Reputation: 1853
I haven't been able to find an article or an stackoverflow question around this subject as I need it.
I'm making 2D game and I want to generate a random shaped asteroid. Every asteroid has a center, a X, Y
position, I want t generate let's say 8 vertices around it (the number of vertices is variable)
If I can achieve this shape now I want to add a random element, let's say a variable and random distance from the center to create a random rock shape.
I've researched some trigonometry concept called Polar to Cartisian Coordinates but haven't been able to figure out how to apply it to this goal. Although there's tutorials for it in Javascript, it uses libraries and functions that I would have to make in python from scratch.
EDIT: So your answer is focused on explaining the formula to get the vertices around the center, these are the things that I already know how to do,
1) Draw a polygon in the graphics library I'm using 2) Get random numbers
Thank you so much in advance!
Upvotes: 4
Views: 2261
Reputation: 117856
You can use the random
library to randomly sample in polar coordinates. Sample an orientation, then sample a radial distance. In the following example I chose that the orientation would be uniformly distributed in [0, 2*pi]
and the radius would be normally distributed with user input mean and standard deviation.
import random
import math
def generate_points(center_x, center_y, mean_radius, sigma_radius, num_points):
points = []
for i in range(num_points):
theta = random.uniform(0, 2*math.pi)
radius = random.gauss(mean_radius, sigma_radius)
x = center_x + radius * math.cos(theta)
y = center_y + radius * math.sin(theta)
points.append([x,y])
return points
As an example of how to call it
>>> generate_points(5.0, 7.0, 1.0, 0.1, 8)
[[4.4478263120757875, 6.018608023032151],
[4.407825651072504, 6.294849028359581],
[5.0570272843718085, 6.17834681191539],
[5.307793789416231, 6.156715230672773],
[4.368508167422119, 7.712616387293795],
[5.327972045495855, 5.917733119760926],
[5.748935178651789, 6.437863588580371],
[3.9312163910881033, 6.388093041756519]]
If you want the points to be wound in a particular order, then I would use something like numpy.linspace
to walk either clockwise or counterclockwise to sample theta. For example
import random
import math
import numpy as np
def generate_points(center_x, center_y, mean_radius, sigma_radius, num_points):
points = []
for theta in np.linspace(0, 2*math.pi - (2*math.pi/num_points), num_points):
radius = random.gauss(mean_radius, sigma_radius)
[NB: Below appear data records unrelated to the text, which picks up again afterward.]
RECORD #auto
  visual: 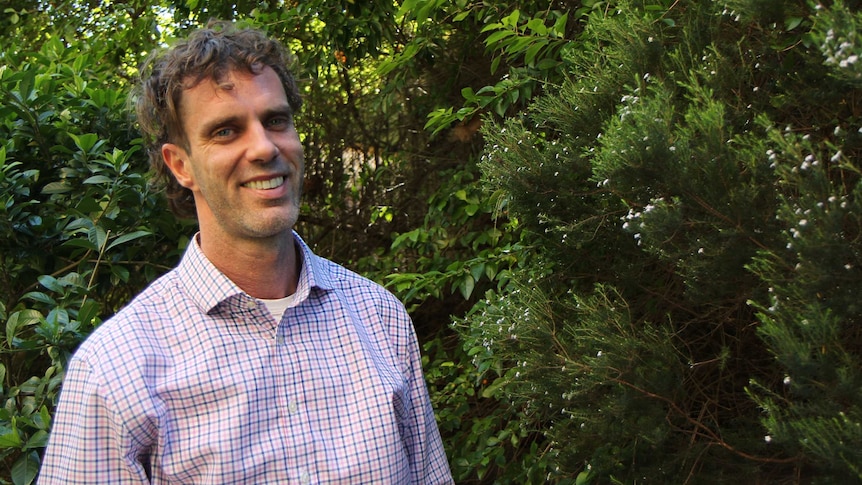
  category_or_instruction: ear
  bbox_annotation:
[162,143,195,189]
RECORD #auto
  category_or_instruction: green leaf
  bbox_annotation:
[485,30,515,47]
[82,175,114,184]
[482,377,506,399]
[87,226,108,250]
[108,231,152,250]
[24,429,48,450]
[42,180,74,195]
[0,428,24,448]
[458,275,476,300]
[784,17,803,32]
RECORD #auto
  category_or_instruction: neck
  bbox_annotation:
[200,231,300,299]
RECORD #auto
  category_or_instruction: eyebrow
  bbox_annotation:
[200,104,293,137]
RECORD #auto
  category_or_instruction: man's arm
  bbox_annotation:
[407,317,454,484]
[38,358,149,485]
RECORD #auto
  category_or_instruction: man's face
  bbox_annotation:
[162,67,304,243]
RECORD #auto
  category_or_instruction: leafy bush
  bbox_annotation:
[0,37,188,484]
[461,1,862,483]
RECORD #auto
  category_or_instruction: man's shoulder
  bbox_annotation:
[76,270,182,361]
[315,256,397,300]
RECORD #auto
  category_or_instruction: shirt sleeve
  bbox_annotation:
[38,357,150,485]
[407,317,454,484]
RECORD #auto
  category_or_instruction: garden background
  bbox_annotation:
[0,0,862,484]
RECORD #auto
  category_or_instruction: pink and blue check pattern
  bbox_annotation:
[39,236,452,485]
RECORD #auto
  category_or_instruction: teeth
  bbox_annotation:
[245,177,284,190]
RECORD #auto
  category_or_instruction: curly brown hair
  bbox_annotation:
[133,21,302,217]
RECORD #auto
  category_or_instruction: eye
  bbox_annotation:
[266,116,292,130]
[213,128,233,138]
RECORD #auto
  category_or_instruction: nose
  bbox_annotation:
[247,122,278,163]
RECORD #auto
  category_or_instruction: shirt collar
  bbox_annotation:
[176,232,332,313]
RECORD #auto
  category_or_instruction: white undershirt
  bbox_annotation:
[260,293,296,322]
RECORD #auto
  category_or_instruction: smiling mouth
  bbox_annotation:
[243,176,284,190]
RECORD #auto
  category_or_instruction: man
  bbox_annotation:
[39,20,452,485]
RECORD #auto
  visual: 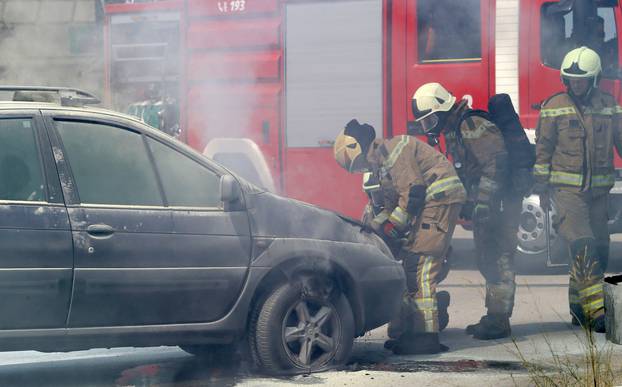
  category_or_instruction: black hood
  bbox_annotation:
[248,192,386,247]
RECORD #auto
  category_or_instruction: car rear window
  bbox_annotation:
[0,118,45,202]
[56,121,163,206]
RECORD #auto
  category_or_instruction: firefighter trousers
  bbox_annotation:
[389,203,462,338]
[553,188,609,322]
[473,195,522,317]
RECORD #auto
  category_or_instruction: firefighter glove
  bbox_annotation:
[533,183,551,211]
[473,202,490,224]
[460,201,475,221]
[512,168,534,196]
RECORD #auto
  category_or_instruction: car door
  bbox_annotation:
[0,111,73,329]
[47,115,248,327]
[147,137,251,322]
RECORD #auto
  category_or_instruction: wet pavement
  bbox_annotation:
[0,232,622,387]
[0,347,536,387]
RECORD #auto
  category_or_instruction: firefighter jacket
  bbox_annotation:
[367,136,466,228]
[444,102,510,203]
[534,89,622,191]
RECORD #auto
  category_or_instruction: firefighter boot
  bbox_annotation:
[391,333,449,355]
[436,290,451,331]
[466,314,512,340]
x = center_x + radius * math.cos(theta)
y = center_y + radius * math.sin(theta)
points.append([x,y])
return points
If you do not want to install numpy
you can write your own similar version of linspace
def linspace(start, stop, num_steps):
values = []
delta = (stop - start) / num_steps
for i in range(num_steps):
values.append(start + i * delta)
return values
Upvotes: 6
Reputation: 249133
An easy way would be to choose at random one or two or three non-adjacent vertices, and simply move them a random amount which is not more than the distance to the nearest vertex.